The Eleventh Circuit has held that Rule 54(d)(1) gives rise to a presumption that costs should be awarded to the prevailing party, but it "vests the district court with discretion to decide otherwise." Chapman v. AI Transp. , 229 F.3d 1012, 1038 (11th Cir. 2000) ; see also Crawford Fitting Co. v. J.T. Gibbons, Inc. , 482 U.S. 437, 442, 107 S.Ct. 2494, 96 L.Ed.2d 385 (1987) ( 28 U.S.C. § 1920"is phrased permissively because Rule 54(d) generally grants a federal court discretion to refuse to tax costs in favor of the prevailing party") (superseded on other grounds). The losing party bears the burden of demonstrating that costs, in whole or in part, are not taxable. Manor Healthcare Corp. v. Lomelo , 929 F.2d 633, 639 (11th Cir. 1991). A court's discretion is awarding or denying costs is not unfettered, however. For one, a court may not award costs in excess of those permitted by § 1920. Crawford Fitting Co. , 482 U.S. at 442, 107 S.Ct. 2494. And in the event a court chooses to deny costs, it must articulate a sound basis for doing so. Chapman v. AI Transp. , 229 F.3d at 1039.

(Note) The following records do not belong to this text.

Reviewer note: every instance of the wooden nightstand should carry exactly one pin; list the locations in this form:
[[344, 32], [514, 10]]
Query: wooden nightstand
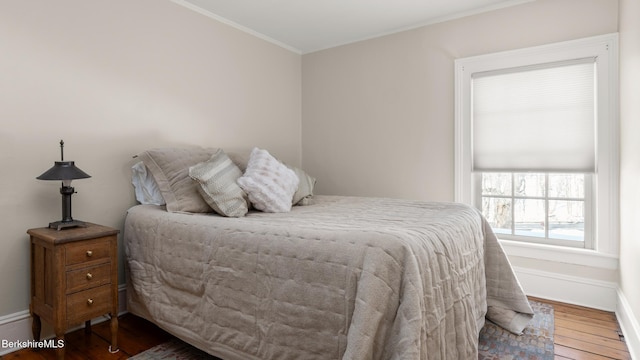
[[74, 278]]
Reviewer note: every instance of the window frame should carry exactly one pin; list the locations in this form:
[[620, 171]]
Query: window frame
[[589, 229], [604, 195]]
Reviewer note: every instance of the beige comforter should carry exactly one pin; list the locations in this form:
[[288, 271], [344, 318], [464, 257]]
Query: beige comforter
[[345, 278]]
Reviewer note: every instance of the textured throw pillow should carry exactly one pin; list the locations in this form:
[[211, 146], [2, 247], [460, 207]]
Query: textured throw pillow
[[170, 169], [145, 186], [269, 183], [217, 178], [304, 192]]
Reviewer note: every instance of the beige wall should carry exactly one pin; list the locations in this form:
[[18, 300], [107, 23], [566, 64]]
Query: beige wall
[[630, 155], [378, 114], [113, 78]]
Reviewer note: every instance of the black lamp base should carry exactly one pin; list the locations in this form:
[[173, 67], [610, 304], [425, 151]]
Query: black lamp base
[[59, 225]]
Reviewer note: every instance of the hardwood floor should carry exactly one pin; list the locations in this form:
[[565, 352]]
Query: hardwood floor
[[580, 333]]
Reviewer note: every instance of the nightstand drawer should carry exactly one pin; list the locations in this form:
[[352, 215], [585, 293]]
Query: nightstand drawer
[[85, 251], [88, 304], [89, 277]]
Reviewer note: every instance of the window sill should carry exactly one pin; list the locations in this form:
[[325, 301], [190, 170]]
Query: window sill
[[559, 254]]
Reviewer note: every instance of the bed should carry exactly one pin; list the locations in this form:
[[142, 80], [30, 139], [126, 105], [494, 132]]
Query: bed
[[339, 278]]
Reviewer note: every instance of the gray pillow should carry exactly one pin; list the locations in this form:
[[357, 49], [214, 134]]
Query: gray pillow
[[170, 169], [216, 180]]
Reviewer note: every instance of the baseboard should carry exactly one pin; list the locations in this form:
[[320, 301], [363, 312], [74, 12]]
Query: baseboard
[[17, 326], [629, 325], [568, 289]]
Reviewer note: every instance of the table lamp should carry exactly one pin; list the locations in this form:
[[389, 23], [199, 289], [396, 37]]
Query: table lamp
[[65, 171]]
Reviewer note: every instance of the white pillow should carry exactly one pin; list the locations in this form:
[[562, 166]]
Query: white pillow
[[145, 186], [217, 179], [269, 184]]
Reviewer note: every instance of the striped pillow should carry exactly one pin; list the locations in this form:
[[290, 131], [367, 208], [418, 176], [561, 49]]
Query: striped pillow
[[217, 179], [268, 182]]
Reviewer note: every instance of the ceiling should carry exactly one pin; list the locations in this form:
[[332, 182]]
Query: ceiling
[[306, 26]]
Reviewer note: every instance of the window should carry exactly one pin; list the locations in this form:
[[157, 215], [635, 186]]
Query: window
[[538, 207], [536, 142]]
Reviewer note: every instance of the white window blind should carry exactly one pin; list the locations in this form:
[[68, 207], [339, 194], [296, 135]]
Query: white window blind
[[535, 119]]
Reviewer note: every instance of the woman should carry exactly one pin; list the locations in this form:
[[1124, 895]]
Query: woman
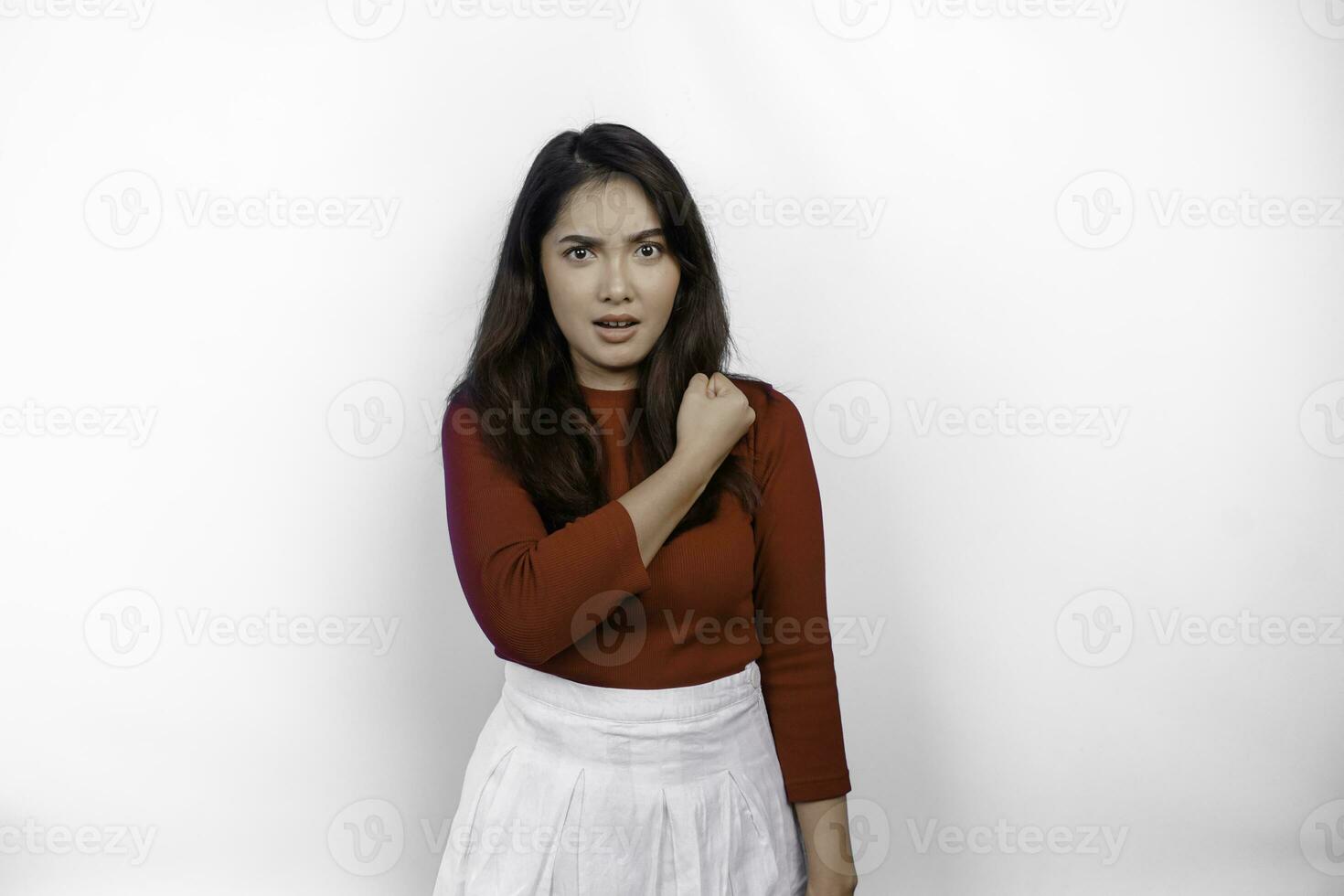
[[641, 543]]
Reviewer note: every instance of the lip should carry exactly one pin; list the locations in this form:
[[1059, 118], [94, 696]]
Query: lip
[[615, 335]]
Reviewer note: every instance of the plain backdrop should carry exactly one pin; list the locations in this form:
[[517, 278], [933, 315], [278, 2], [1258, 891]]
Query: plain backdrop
[[1055, 285]]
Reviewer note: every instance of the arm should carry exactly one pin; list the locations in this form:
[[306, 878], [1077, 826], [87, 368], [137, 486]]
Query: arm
[[526, 586], [797, 667]]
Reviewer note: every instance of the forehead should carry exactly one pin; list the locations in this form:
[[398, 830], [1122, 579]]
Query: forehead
[[613, 208]]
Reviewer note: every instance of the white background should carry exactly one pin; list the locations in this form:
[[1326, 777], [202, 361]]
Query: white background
[[1021, 172]]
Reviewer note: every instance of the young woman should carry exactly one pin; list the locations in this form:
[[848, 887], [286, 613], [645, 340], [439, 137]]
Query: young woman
[[638, 535]]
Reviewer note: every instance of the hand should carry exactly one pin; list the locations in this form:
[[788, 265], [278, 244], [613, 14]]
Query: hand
[[712, 418], [826, 838]]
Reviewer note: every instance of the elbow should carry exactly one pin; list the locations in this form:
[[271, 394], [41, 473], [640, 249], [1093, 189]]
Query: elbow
[[517, 633]]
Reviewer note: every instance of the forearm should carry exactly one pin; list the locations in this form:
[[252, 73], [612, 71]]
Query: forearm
[[661, 500], [826, 838]]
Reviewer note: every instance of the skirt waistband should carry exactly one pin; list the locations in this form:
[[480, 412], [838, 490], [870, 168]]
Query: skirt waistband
[[634, 704]]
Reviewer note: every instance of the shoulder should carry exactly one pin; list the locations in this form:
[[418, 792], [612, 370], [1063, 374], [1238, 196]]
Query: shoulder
[[774, 410], [778, 430]]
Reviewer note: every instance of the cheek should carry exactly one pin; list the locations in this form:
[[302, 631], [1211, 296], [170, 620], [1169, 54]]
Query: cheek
[[660, 283]]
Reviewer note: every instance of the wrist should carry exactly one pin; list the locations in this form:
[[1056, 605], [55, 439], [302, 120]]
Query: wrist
[[694, 466]]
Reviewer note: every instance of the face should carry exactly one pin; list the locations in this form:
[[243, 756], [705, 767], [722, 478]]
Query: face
[[606, 257]]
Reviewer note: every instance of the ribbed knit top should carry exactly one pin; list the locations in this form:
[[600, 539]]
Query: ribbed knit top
[[580, 602]]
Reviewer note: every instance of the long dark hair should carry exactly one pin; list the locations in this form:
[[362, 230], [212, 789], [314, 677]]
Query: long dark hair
[[522, 359]]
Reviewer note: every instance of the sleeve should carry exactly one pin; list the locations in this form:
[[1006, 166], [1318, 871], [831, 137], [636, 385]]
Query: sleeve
[[526, 586], [797, 667]]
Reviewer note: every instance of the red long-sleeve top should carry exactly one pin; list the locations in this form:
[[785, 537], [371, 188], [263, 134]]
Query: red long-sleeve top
[[580, 602]]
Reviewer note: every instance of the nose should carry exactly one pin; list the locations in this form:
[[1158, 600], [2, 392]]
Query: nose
[[615, 283]]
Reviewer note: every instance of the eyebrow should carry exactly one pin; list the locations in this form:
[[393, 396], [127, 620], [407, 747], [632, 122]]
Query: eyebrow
[[591, 240]]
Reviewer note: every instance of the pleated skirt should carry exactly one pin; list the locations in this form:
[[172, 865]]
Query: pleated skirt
[[578, 790]]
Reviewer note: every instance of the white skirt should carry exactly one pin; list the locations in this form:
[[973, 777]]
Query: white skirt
[[580, 790]]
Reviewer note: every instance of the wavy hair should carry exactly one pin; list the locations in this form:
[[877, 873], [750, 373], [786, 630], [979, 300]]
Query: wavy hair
[[520, 357]]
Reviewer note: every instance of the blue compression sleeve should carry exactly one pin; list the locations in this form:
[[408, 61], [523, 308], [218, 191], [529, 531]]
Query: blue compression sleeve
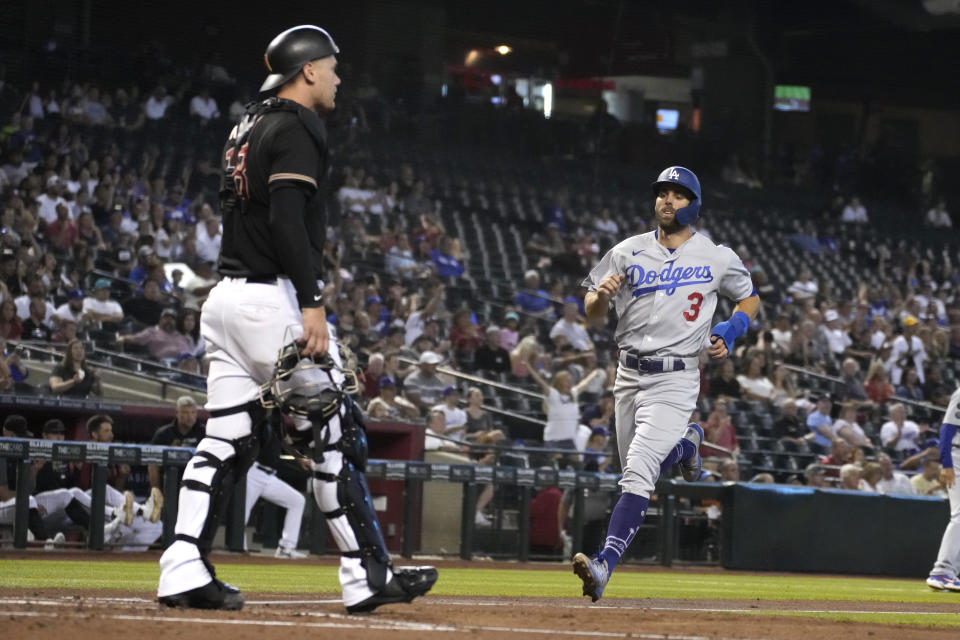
[[947, 434]]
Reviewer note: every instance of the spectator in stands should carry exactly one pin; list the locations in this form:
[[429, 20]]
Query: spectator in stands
[[156, 106], [804, 287], [162, 341], [9, 278], [852, 386], [72, 309], [784, 388], [185, 431], [729, 470], [907, 349], [15, 371], [754, 384], [62, 232], [878, 389], [209, 237], [927, 482], [910, 386], [490, 357], [846, 427], [480, 428], [35, 327], [399, 260], [204, 107], [892, 482], [850, 477], [424, 387], [837, 337], [571, 327], [447, 259], [532, 299], [870, 478], [527, 350], [560, 404], [898, 435], [433, 307], [718, 430], [10, 326], [73, 376], [854, 212], [813, 475], [465, 338], [455, 418], [782, 332], [725, 383], [35, 289], [50, 200], [938, 217], [508, 333], [788, 426], [147, 307], [396, 407], [99, 307], [820, 423]]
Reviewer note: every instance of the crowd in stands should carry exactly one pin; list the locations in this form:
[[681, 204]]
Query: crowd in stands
[[110, 235]]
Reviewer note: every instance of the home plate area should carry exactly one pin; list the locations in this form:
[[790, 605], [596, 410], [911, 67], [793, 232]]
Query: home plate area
[[78, 615]]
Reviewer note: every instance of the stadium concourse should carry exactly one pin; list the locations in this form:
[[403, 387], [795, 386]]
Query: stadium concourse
[[450, 253]]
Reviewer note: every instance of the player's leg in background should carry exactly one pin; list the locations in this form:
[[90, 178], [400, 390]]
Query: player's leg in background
[[283, 495], [8, 510], [62, 509], [948, 558], [256, 481]]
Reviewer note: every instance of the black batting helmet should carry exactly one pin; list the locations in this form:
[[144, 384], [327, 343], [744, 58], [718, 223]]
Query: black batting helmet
[[288, 52]]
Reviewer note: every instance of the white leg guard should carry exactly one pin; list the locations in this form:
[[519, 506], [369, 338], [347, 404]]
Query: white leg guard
[[181, 567]]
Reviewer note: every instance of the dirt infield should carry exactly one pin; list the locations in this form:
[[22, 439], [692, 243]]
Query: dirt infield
[[29, 614]]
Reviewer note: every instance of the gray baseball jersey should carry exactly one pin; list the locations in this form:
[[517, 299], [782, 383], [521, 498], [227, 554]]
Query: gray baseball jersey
[[666, 302]]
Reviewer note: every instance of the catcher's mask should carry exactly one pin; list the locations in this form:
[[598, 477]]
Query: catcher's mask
[[311, 387]]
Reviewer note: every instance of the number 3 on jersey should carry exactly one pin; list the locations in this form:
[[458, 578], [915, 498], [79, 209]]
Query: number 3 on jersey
[[696, 299]]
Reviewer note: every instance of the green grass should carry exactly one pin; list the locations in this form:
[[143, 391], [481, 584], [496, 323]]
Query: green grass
[[483, 581]]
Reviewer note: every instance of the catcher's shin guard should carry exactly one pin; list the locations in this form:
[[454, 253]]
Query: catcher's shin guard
[[345, 501]]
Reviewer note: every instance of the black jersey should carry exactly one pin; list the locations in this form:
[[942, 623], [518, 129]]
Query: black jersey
[[279, 144]]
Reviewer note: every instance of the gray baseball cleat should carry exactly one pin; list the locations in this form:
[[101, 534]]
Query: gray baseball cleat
[[692, 467]]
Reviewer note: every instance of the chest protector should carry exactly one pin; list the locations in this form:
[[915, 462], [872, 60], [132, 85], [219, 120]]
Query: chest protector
[[234, 192]]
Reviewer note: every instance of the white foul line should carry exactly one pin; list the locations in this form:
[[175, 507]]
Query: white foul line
[[386, 625]]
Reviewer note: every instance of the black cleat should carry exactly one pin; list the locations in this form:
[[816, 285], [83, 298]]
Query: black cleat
[[407, 583], [213, 595], [692, 467]]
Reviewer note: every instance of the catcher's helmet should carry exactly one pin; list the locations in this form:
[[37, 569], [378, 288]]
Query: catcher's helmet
[[288, 52], [687, 179], [312, 387]]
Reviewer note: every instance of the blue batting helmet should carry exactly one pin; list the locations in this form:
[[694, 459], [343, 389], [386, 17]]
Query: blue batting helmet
[[687, 179]]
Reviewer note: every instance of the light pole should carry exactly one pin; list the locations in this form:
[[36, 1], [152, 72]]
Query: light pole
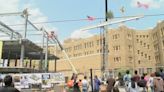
[[104, 63]]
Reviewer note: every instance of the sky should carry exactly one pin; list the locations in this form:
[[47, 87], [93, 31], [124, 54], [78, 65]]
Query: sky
[[55, 11]]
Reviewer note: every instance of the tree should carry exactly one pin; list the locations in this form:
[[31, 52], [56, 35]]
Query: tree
[[110, 14]]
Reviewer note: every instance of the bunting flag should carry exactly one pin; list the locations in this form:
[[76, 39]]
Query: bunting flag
[[51, 34], [90, 18], [122, 9], [139, 4]]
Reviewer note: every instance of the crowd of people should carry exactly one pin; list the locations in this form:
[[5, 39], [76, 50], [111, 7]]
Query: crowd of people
[[153, 82], [9, 85]]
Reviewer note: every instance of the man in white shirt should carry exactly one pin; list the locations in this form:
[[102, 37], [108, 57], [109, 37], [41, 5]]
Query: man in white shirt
[[85, 84]]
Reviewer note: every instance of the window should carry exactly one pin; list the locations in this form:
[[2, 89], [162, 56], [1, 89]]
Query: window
[[98, 42], [139, 62], [144, 44], [148, 46], [141, 53], [138, 51], [130, 47], [149, 57], [137, 40], [141, 71], [149, 70], [117, 59], [145, 55], [130, 59]]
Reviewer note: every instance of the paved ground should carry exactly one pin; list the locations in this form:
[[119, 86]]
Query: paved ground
[[122, 89]]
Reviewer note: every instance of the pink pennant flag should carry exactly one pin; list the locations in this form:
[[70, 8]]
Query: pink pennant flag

Courts have considered a number of equitable factors when deciding whether or not to award costs. These factors include the closeness and difficulty of the case, misconduct by the prevailing party, good faith by the losing party, the losing party's limited financial resources, whether an award would have a chilling effect on future plaintiffs bringing claims, and the public importance of the case, among others. See, e.g. , Whitfield v. Scully , 241 F.3d 264, 270 (2d Cir. 2001) (abrogated in part on other grounds); White & White, Inc. v. Am. Hosp. Supply Corp. , 786 F.2d 728, 733 (6th Cir. 1986) ; Thomas v. Clayton Cty., Ga. , 94 F.Supp.2d 1330, 1342 (N.D. Ga. 2000). If a court chooses to consider a losing party's limited financial resources, it must require "substantial documentation of a true inability to pay." Chapman , 229 F.3d at 1039. Moreover, a losing party's good faith and limited financial resources are not sufficient on their own to overcome the presumption in favor of awarding costs. Pickett v. Iowa Beef Processors , 149 Fed.Appx. 831, 832 (11th Cir. 2005).
II. Discussion
Defendant seeks $167,853.63 in its Bill of Costs. The costs fall into the following three categories under 28 U.S.C. § 1920 :
*1350Cost Category Proposed Cost 1. Fees of the Clerk $ 450.00 2. Fees for printed or electronically recorded transcripts $ 22,335.39 necessarily obtained for use in the case 3. Fees for exemplification and the costs of making copies $ 145,068.24 of any materials where the copies are necessarily obtained for use in the case TOTAL $ 167,853.63
Defendant attached invoices to support its claim for these costs, including invoices for court fees, deposition transcripts and videotaping, pre-trial hearing transcripts, e-discovery copying costs, and physical document copying costs.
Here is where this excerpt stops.